Nous pouvons éprouver la puissance de ces nouvelles religions, nous pouvons nous mêler à leurs cérémonies, vibrer à l’unisson de leur panique sacrée : c’est l’animal en nous qui frémira. Mais la protestation totale de notre esprit nous avertira d’un danger : ici commence un monde étrange, ici règne une nation dont nous ne sommes pas, et qui nous est hostile, non point par volonté méchante, ni par avidité ou jalousie, ni par nature mais du seul fait que sa religion n’est pas la nôtre.

Étudions les doctrines provisoires ou les tactiques de ces révolutions, mêlons-nous à leurs masses déifiées, distinguons leurs raisons profondes, leurs nécessités historiques, critiquons même de ce point de vue certaines erreurs que commettent leurs chefs : nous ne pourrons jamais faire davantage, nous ne pourrons jamais en être, nous sommes nés sous d’autres astres, et notre vocation est différente. Nous ne sommes pas de ces religions. Leur lieu saint nous demeure impénétrable56. [p. 140] Nos fins sont d’autres fins, et la mesure qui doit les incarner ne sera inventée que par nous.

Non seulement nos meilleures traditions, mais encore notre situation dans l’histoire contemporaine, nous indiquent aujourd’hui plus clairement que jamais nos buts prochains, nos fins dernières. Si nous condamnons ces religions, c’est dans leur terme, au nom d’un acte de foi contraire. Elles veulent la force, et nous voulons la vérité. Elles veulent la force du grand nombre, et nous voulons la force personnelle, celle que donne la vérité. Notre mesure commune ne sera pas collective, extérieure à notre personne : cela n’a pas de sens pour nous. Elle ne sera pas non plus individuelle : on ne peut pas ressusciter des mesures mortes. Je dis qu’elle sera personnelle, qu’elle sera la mesure de l’homme en tant qu’il se possède dans ses relations actives avec tous ses prochains. C’est à nous qu’il incombe aujourd’hui d’opérer cette synthèse concrète qui résoudra en création toujours nouvelle le vieux conflit de l’individu et de la masse.

La violence nécessaire. — Car notre force est personnelle, non collective. Elle réside dans les petits groupes, non dans l’État totalitaire. Elle a pour formule réelle — même là où l’on refuse encore ce nom — la fédération, non la masse ; et non la tyrannie d’un seul, et non le gigantisme national. La société doit être un corps, non pas une construction mécanisée. Et la santé et la force d’un corps supposent l’harmonie de fonctions diversifiées saines et fortes. C’est une harmonie « fédérale ».

[p. 141] Restaurer, recréer cette force, bâtir cette fédération de personnes et de groupes organiques, c’est obéir à notre vocation présente, mais c’est aussi assurer pour l’avenir l’efficacité de notre action dans la culture européenne. Sinon nous serons colonisés, je n’ai pas fini de le répéter.

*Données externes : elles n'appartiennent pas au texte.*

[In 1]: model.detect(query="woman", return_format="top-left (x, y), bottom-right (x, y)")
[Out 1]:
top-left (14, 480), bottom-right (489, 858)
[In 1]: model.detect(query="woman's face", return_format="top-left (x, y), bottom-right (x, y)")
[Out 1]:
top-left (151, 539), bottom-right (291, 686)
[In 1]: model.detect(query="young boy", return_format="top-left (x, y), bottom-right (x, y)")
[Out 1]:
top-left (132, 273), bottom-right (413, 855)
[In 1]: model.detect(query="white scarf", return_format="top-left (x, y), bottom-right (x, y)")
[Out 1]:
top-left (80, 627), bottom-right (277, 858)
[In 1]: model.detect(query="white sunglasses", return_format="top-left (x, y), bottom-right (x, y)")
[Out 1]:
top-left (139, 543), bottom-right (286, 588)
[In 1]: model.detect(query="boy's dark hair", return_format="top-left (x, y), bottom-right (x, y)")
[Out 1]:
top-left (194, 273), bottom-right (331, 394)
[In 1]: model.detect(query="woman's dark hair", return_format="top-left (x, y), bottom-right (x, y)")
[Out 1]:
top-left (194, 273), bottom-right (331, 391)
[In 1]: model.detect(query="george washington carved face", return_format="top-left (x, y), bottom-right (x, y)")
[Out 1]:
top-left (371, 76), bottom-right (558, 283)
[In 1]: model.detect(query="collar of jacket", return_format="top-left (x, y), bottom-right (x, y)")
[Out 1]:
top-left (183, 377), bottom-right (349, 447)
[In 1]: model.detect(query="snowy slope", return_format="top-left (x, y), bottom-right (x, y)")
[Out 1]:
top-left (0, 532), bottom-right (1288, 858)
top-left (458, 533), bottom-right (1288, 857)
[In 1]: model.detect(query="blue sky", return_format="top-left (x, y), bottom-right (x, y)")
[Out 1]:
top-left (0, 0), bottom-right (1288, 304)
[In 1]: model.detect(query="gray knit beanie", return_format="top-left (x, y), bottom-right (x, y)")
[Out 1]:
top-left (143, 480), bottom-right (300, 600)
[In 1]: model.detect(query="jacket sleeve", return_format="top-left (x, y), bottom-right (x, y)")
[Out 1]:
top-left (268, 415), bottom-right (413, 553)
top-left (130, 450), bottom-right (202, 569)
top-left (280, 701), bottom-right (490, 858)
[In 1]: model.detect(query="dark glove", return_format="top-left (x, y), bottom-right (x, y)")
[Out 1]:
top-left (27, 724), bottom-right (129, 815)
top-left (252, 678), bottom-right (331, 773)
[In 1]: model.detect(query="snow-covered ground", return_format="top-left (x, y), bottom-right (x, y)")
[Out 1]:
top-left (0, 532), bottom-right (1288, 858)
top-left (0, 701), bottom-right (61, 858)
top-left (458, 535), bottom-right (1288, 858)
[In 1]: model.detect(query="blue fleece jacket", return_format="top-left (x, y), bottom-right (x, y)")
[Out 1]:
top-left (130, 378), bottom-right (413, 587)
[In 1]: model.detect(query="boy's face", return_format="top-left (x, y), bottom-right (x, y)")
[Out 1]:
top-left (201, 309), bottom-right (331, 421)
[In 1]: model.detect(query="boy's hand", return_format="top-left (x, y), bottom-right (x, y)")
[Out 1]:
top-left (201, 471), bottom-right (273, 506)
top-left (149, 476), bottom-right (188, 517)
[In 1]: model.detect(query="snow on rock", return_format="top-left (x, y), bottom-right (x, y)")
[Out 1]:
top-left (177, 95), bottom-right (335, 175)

Est-ce à dire qu’affirmer notre force, en face d’impérialismes conquérants, mène à la guerre ? Oui, si nous l’affirmons sans l’exercer avec puissance, si nous refusons d’aller jusqu’au terme concret de nos pensées. Car alors il faudra subir les brutalités excitées par nos négations irritantes.

Contre les brutales poussées de masses qui ne se connaissent plus, seule la violence de l’esprit est pacifiante. Notre seule chance de collaboration féconde avec les peuples impériaux, est là. L’avenir dira si la révolution des libéraux peut influencer, à force égale, les révolutions religieuses qui dressent leurs monuments sacrés à l’Est. Pour le présent, notre devoir européen est d’exercer la vocation de vérité qui est la nôtre, avec un maximum de violence créatrice.